いつの頃からか、沖縄に行くとほとんど観光はせずひたすら食べ歩くようになりました。そんな美味しいものが溢れる沖縄の料理を教えてくれる先生が新たに加わったとニキさんから連絡をいただいて、いてもたってもいられず会いに行ってきました。
待望の先生、具志堅良子さんは、ゆんたく(おしゃべり)が好きでチャーミングなあんまー(おかあさん)。普段は那覇で暮らしていて、月に一度、大学に通うために一人暮らしをしているお子さんの世話をするために東京に来ているのだとか。なので、料理を教えるのはお子さんが住んでいるワンルームマンション。「狭くてごめんなさいね」とおっしゃいますが、具志堅さんは下準備も完璧に整えて手際よく調理するので、狭さを感じません。これも料理の腕前のうち、さすがです。
今回ごちそうになったのは、沖縄定番の炊き込みごはんのジューシー、皮付きの豚の三枚肉を煮たいラフテー、昆布を炒め煮したクーブイリチー、おふを使ったフーイリチー、具だくさんの沖縄味噌汁。炭水化物をこよなく愛する僕としては、ジューシーにもかなりこだわりがあるのですが、具志堅さんのジューシーは絶品です。しっかり出汁の旨味が感じられるごはんは、しっとりしていながらパラパラで軽い食感。まさに理想的な炊き上がりです。
ジューシーを炊くときには、豚のゆで汁を使います。だから、沖縄でも家庭では本格的なジューシーはそうそう頻繁には作らないのだとか。ラフテーを作るのにかたまりの豚肉を茹でたときに、その茹で汁で炊くのだそうです。レトルトパックのジューシーの素もありますが、やっぱり豚肉のゆで汁で炊くジューシーとは仕上がりが全然違います。
ラフテーもしっとりトロトロです。箸をあてただけでほろりと崩れるほど。僕もこれまでに何度も作ったことはありますが、肉が硬かったり、味が抜けてぼそぼそだったりで、まったくの別物でした。具志堅さんによると、美味しく煮るポイントは下茹でだそうです。豚肉を大きな塊のままじっくり茹で、その茹で汁に浸した状態で肉を冷まして、そのまま半日以上置くのだそうです。そうすることで、味をつけて煮込んでも硬くならず、余分な脂が抜けてさっぱりした味わいになるのだとか。
「圧力鍋を使ったら早く柔らかくなりますけど、フタをしないで煮た方が肉のくさみが残らないので、私は圧力鍋は使わず、鍋でゆっくり煮ていきます」。そのため、十分な時間が取れないときには、ラフテーは作らないのだとか。そこまで徹底することで、繊細な味になるのでしょう。
豚肉を下茹でする汁は丁寧に灰汁を取り、肉を取り出した後にしっかりと油を取り除き、キッチンペーパーで濾して透明なスープに。このスープはジューシーや炒め物など様々な料理に使用します。
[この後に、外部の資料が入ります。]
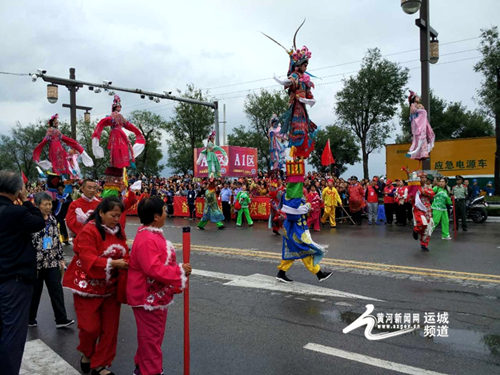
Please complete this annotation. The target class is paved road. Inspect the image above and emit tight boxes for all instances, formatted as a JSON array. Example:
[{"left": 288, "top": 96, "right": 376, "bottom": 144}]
[{"left": 26, "top": 217, "right": 500, "bottom": 375}]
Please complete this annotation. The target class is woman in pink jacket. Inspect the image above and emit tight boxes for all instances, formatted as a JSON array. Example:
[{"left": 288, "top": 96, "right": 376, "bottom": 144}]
[{"left": 127, "top": 197, "right": 192, "bottom": 375}]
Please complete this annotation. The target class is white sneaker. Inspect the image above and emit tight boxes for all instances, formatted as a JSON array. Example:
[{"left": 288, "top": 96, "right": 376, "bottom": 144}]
[{"left": 442, "top": 236, "right": 452, "bottom": 240}]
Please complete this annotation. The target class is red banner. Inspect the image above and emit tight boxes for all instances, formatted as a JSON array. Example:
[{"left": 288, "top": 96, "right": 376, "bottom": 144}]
[
  {"left": 173, "top": 197, "right": 190, "bottom": 217},
  {"left": 193, "top": 146, "right": 258, "bottom": 177}
]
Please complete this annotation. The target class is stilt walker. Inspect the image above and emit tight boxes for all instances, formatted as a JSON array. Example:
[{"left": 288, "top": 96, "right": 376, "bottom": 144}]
[
  {"left": 196, "top": 130, "right": 228, "bottom": 178},
  {"left": 197, "top": 178, "right": 225, "bottom": 230},
  {"left": 406, "top": 91, "right": 435, "bottom": 160}
]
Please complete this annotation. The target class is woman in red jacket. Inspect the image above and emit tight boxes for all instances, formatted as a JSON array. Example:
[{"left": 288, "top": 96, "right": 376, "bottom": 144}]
[
  {"left": 127, "top": 196, "right": 191, "bottom": 375},
  {"left": 63, "top": 197, "right": 129, "bottom": 375}
]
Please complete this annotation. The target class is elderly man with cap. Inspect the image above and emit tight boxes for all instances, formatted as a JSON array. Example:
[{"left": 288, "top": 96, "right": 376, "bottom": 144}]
[
  {"left": 348, "top": 176, "right": 366, "bottom": 225},
  {"left": 470, "top": 179, "right": 481, "bottom": 200},
  {"left": 412, "top": 172, "right": 435, "bottom": 251},
  {"left": 452, "top": 175, "right": 468, "bottom": 231},
  {"left": 483, "top": 181, "right": 495, "bottom": 197}
]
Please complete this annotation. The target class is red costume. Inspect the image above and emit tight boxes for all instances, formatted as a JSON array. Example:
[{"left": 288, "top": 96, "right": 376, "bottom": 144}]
[
  {"left": 412, "top": 184, "right": 435, "bottom": 248},
  {"left": 127, "top": 226, "right": 186, "bottom": 375},
  {"left": 92, "top": 95, "right": 145, "bottom": 168},
  {"left": 306, "top": 191, "right": 322, "bottom": 231},
  {"left": 62, "top": 222, "right": 129, "bottom": 369},
  {"left": 268, "top": 183, "right": 285, "bottom": 234},
  {"left": 66, "top": 196, "right": 100, "bottom": 238},
  {"left": 348, "top": 183, "right": 366, "bottom": 213}
]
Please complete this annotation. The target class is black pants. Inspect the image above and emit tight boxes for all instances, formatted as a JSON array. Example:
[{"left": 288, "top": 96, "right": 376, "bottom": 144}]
[
  {"left": 30, "top": 267, "right": 68, "bottom": 324},
  {"left": 0, "top": 277, "right": 33, "bottom": 375},
  {"left": 404, "top": 202, "right": 413, "bottom": 223},
  {"left": 384, "top": 203, "right": 395, "bottom": 224},
  {"left": 455, "top": 200, "right": 467, "bottom": 229},
  {"left": 188, "top": 203, "right": 196, "bottom": 219},
  {"left": 222, "top": 201, "right": 231, "bottom": 222},
  {"left": 352, "top": 210, "right": 362, "bottom": 225},
  {"left": 395, "top": 204, "right": 406, "bottom": 225}
]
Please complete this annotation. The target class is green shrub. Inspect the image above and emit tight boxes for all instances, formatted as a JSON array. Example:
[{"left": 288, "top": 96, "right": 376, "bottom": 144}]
[
  {"left": 485, "top": 196, "right": 500, "bottom": 203},
  {"left": 486, "top": 206, "right": 500, "bottom": 217}
]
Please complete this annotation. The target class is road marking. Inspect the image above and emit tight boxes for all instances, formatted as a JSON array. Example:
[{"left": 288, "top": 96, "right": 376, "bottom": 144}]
[
  {"left": 192, "top": 270, "right": 383, "bottom": 301},
  {"left": 125, "top": 240, "right": 500, "bottom": 284},
  {"left": 21, "top": 339, "right": 79, "bottom": 375},
  {"left": 303, "top": 343, "right": 448, "bottom": 375}
]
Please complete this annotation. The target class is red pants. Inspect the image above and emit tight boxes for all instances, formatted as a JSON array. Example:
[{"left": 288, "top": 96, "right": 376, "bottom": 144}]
[
  {"left": 413, "top": 207, "right": 432, "bottom": 247},
  {"left": 73, "top": 294, "right": 121, "bottom": 369},
  {"left": 307, "top": 210, "right": 321, "bottom": 231},
  {"left": 133, "top": 307, "right": 168, "bottom": 375}
]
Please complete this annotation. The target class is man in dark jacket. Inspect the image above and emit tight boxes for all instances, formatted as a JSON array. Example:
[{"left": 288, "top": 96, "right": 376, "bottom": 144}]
[{"left": 0, "top": 170, "right": 45, "bottom": 375}]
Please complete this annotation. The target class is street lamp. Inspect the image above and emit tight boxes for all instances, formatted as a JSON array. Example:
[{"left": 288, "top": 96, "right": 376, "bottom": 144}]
[
  {"left": 84, "top": 110, "right": 91, "bottom": 123},
  {"left": 430, "top": 36, "right": 439, "bottom": 64},
  {"left": 401, "top": 0, "right": 421, "bottom": 14},
  {"left": 47, "top": 84, "right": 58, "bottom": 104}
]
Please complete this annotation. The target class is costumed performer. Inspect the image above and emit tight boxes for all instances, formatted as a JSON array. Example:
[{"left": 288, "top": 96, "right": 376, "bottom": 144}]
[
  {"left": 33, "top": 114, "right": 94, "bottom": 176},
  {"left": 63, "top": 197, "right": 129, "bottom": 375},
  {"left": 306, "top": 185, "right": 322, "bottom": 232},
  {"left": 406, "top": 91, "right": 435, "bottom": 161},
  {"left": 197, "top": 177, "right": 225, "bottom": 230},
  {"left": 348, "top": 176, "right": 365, "bottom": 226},
  {"left": 269, "top": 114, "right": 287, "bottom": 170},
  {"left": 276, "top": 160, "right": 332, "bottom": 284},
  {"left": 411, "top": 172, "right": 435, "bottom": 251},
  {"left": 431, "top": 178, "right": 452, "bottom": 240},
  {"left": 264, "top": 21, "right": 318, "bottom": 159},
  {"left": 320, "top": 178, "right": 342, "bottom": 228},
  {"left": 235, "top": 184, "right": 253, "bottom": 227},
  {"left": 196, "top": 130, "right": 228, "bottom": 178},
  {"left": 54, "top": 183, "right": 73, "bottom": 244},
  {"left": 66, "top": 179, "right": 100, "bottom": 238},
  {"left": 92, "top": 95, "right": 145, "bottom": 169},
  {"left": 268, "top": 176, "right": 285, "bottom": 235},
  {"left": 127, "top": 197, "right": 191, "bottom": 375}
]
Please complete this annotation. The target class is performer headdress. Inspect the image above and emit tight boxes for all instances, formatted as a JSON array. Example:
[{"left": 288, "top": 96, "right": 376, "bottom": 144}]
[
  {"left": 48, "top": 113, "right": 59, "bottom": 127},
  {"left": 112, "top": 95, "right": 121, "bottom": 112},
  {"left": 408, "top": 90, "right": 417, "bottom": 104},
  {"left": 207, "top": 129, "right": 216, "bottom": 142}
]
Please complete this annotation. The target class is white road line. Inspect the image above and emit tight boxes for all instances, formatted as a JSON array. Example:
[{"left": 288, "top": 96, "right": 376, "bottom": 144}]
[
  {"left": 192, "top": 270, "right": 383, "bottom": 301},
  {"left": 303, "top": 343, "right": 448, "bottom": 375},
  {"left": 21, "top": 339, "right": 79, "bottom": 375}
]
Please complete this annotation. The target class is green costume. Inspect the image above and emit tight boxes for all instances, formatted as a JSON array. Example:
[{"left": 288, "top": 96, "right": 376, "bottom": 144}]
[
  {"left": 197, "top": 141, "right": 228, "bottom": 178},
  {"left": 432, "top": 186, "right": 452, "bottom": 239},
  {"left": 198, "top": 185, "right": 225, "bottom": 229},
  {"left": 236, "top": 190, "right": 253, "bottom": 226}
]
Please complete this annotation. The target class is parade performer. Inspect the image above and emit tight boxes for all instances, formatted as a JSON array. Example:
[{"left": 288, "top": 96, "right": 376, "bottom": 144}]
[
  {"left": 264, "top": 21, "right": 318, "bottom": 159},
  {"left": 54, "top": 183, "right": 72, "bottom": 244},
  {"left": 321, "top": 179, "right": 342, "bottom": 228},
  {"left": 92, "top": 95, "right": 145, "bottom": 169},
  {"left": 276, "top": 161, "right": 332, "bottom": 283},
  {"left": 268, "top": 177, "right": 285, "bottom": 235},
  {"left": 63, "top": 198, "right": 129, "bottom": 375},
  {"left": 235, "top": 184, "right": 253, "bottom": 227},
  {"left": 432, "top": 178, "right": 452, "bottom": 240},
  {"left": 196, "top": 130, "right": 228, "bottom": 178},
  {"left": 348, "top": 176, "right": 365, "bottom": 226},
  {"left": 269, "top": 114, "right": 287, "bottom": 170},
  {"left": 197, "top": 178, "right": 225, "bottom": 230},
  {"left": 33, "top": 114, "right": 94, "bottom": 176},
  {"left": 66, "top": 179, "right": 100, "bottom": 238},
  {"left": 307, "top": 185, "right": 322, "bottom": 232},
  {"left": 407, "top": 91, "right": 435, "bottom": 161},
  {"left": 128, "top": 197, "right": 191, "bottom": 375},
  {"left": 411, "top": 172, "right": 436, "bottom": 251}
]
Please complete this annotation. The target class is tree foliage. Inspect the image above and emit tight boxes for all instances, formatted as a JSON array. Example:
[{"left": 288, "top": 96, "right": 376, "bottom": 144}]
[
  {"left": 227, "top": 89, "right": 289, "bottom": 171},
  {"left": 165, "top": 84, "right": 214, "bottom": 174},
  {"left": 395, "top": 91, "right": 493, "bottom": 143},
  {"left": 335, "top": 48, "right": 409, "bottom": 179},
  {"left": 309, "top": 124, "right": 361, "bottom": 174}
]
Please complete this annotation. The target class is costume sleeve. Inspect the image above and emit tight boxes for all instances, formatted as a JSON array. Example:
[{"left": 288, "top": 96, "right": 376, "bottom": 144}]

沖縄で豚出汁とともに重要なのが鰹出汁です。具志堅さんは鰹出汁も削り節から引きます。沖縄から送ったという食材を詰めた箱の中に、愛用の削り節もありました。具志堅さんがいつも使っているのは、血合いのついた厚削りのもの。濃厚なうまみと香りを引き出すには、その削り節が必須なのだとか。
沖縄にはカチューユという味噌汁のような料理があるのですが、それはお椀にたっぷりの削り節と味噌を入れ、湯を注いでその味噌を溶くだけ。超お手軽ですが、手抜き料理ではなく、昔から愛され続けています。そんなカチューユにも、こうした厚削りの削り節が合うと言われています。
「なにも特別なものは使っていないんですよ」と言う具志堅さん。たしかに、厚削りの削り節や、塩気を抑えた醤油を使ってはいるけど、どれも高級品ではありません。沖縄から持参した皮付きの三枚肉も、特別なブランド豚ではなく、沖縄では普通に売られているもの。「肉と脂身のバランスをしっかり見て、脂身が多すぎないものを選ぶようにはしていますけど」。琉球料理は、特別な食材や調味料ではなく、じっくりと手間をかけることで美味しくなるようです。
ちなみに、沖縄の肉屋やスーパーでは豚は皮つきでの販売が基本です。これは熱い蒸気を当てて毛を抜く湯はぎという処理を行っているのですが、毛が残ることがあるためきれいに処理するには手間がかかります。そのため、沖縄以外の地域では皮ごとはぐのが一般的で、これは各小売店での処理ではなく、市場に出る前になされているので、皮つきの三枚肉は内地ではほとんど流通していません。おいしいのにね。残念です。